Münferit değil, organize…

"Artık, vekaletle değil, kendi aklımız, irademiz ve ellerimizle müdahale etmenin zamanıdır"

Geçtiğimiz Salı günü TBMM Genel Kurulu’nda ‘Başta Cinsel İstismar Olmak Üzere Çocuklara Yönelik Her Türlü İstismar Olaylarının Araştırılarak Alınması Gereken Önlemlerin Belirlenmesi Amacıyla Kurulan Meclis Araştırma Komisyonu’ raporu görüşüldü. Genel Kurul’da bulunan milletvekili sayısı ise bizleri elbette şaşırtmadı: sayı yüz bile değildi.

Hafta başında gaza gelip, kimyasal hadımla ağzını açanlar mı istersiniz, idamla devam edenler mi dersiniz, yoksa “en ağır cezalar indirimsiz uygulanaaa” fermanları verenler mi….

Ama elbette bakla da ağızlardan çıktı: “zina ile ilgili düzenlemeyi de yapmak suretiyle bu tacizler vesaire, bunları belki de aynı kapsam içerisinde değerlendirmemiz lazım”… Tacizler vesaire… Zina…

Çocuk istismarında dünyada üçüncü sırada olan Türkiye’de istismara uğramış çocuk oranını yüzde 33, yani her üç çocuktan biri… Çocuk istismarı vakalarında son 10 yıldaki artış ise yüzde 700… Mahkeme verilerine göre ülkemizde yılda ortalama 8 bin çocuk cinsel istismara uğrarken, cinsel suçların yüzde 46’sı çocuklara karşı işleniyor…

Beş ayda 38’i 15 yaş altı, 115 hamile çocuğun gizlenmiş kayıtlarını ortaya çıkaran sağlık emekçisi o günden beri sürekli sürgün ediliyor…

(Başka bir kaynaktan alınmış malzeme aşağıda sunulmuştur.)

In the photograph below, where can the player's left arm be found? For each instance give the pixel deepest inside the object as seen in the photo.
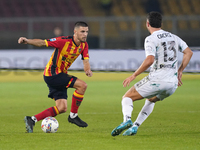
(187, 54)
(87, 69)
(144, 66)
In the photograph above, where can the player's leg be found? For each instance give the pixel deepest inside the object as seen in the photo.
(77, 98)
(142, 116)
(30, 121)
(127, 108)
(162, 90)
(58, 93)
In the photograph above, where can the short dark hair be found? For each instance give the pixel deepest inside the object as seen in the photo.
(155, 19)
(80, 24)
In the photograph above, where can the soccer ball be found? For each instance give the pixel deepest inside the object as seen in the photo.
(49, 125)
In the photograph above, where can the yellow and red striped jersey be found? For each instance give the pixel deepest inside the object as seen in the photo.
(65, 53)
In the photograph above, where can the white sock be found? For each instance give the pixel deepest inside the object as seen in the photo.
(73, 115)
(34, 118)
(144, 113)
(127, 108)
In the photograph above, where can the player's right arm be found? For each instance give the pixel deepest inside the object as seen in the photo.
(34, 42)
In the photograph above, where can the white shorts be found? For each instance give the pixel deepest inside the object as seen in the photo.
(161, 89)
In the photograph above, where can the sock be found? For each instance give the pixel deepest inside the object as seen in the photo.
(73, 115)
(127, 108)
(52, 111)
(76, 101)
(144, 113)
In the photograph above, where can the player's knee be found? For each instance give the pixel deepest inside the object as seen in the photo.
(62, 109)
(83, 87)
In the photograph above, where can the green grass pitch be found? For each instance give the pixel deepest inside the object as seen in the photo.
(173, 125)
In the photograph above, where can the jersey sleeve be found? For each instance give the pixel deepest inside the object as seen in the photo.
(56, 42)
(149, 46)
(84, 53)
(182, 44)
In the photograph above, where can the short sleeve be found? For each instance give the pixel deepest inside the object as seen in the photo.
(55, 42)
(182, 44)
(149, 46)
(84, 53)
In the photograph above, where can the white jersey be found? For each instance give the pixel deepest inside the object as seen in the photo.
(164, 46)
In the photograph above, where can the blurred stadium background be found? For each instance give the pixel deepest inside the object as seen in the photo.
(114, 24)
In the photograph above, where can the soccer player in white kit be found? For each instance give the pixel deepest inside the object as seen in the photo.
(161, 48)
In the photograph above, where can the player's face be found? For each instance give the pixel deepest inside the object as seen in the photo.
(81, 33)
(147, 24)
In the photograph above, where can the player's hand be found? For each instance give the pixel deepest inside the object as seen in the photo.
(128, 80)
(179, 78)
(88, 73)
(22, 40)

Sadece TUIK verilerine göre Türkiye’deki evlenmeler içerisinde, çocuk yaşta evlendirilen kız çocuklarının oranı %28-%35…

Öte yandan ECPAT (Çocuk Fuhuşu, Çocuk Pornografisi ve Cinsel Amaçlı Çocuk Ticaretine Son) Türkiye raporu ülkemizin, çocuğun cinsel istismarında hem kaynak hem transit ülke olduğunu gösteriyor.

2014 Küresel Kölelik Endeksi’ne göre Avrupa’da cinsel sömürü ve erken yaşta evliliğin en fazla olduğu ülke Türkiye.

SHÇEK verilerine göre, internet dolaşımında yüzde 42’si yedi yaş ve altı, yüzde 77’si ise dokuz yaş ve altı çocukların bulunduğu müstehcen fotoğraf sayısı 36 binden fazla.

45 çocuğa cinsel taciz ve tecavüz skandalından “bir kereden bir şey olmaz” sözleriyle ve adeta set çekilerek “aklanan” Ensar Vakfı’na ‘değerler eğitimi’ adı altında, protokolle çocuklarımız teslim ediliyor.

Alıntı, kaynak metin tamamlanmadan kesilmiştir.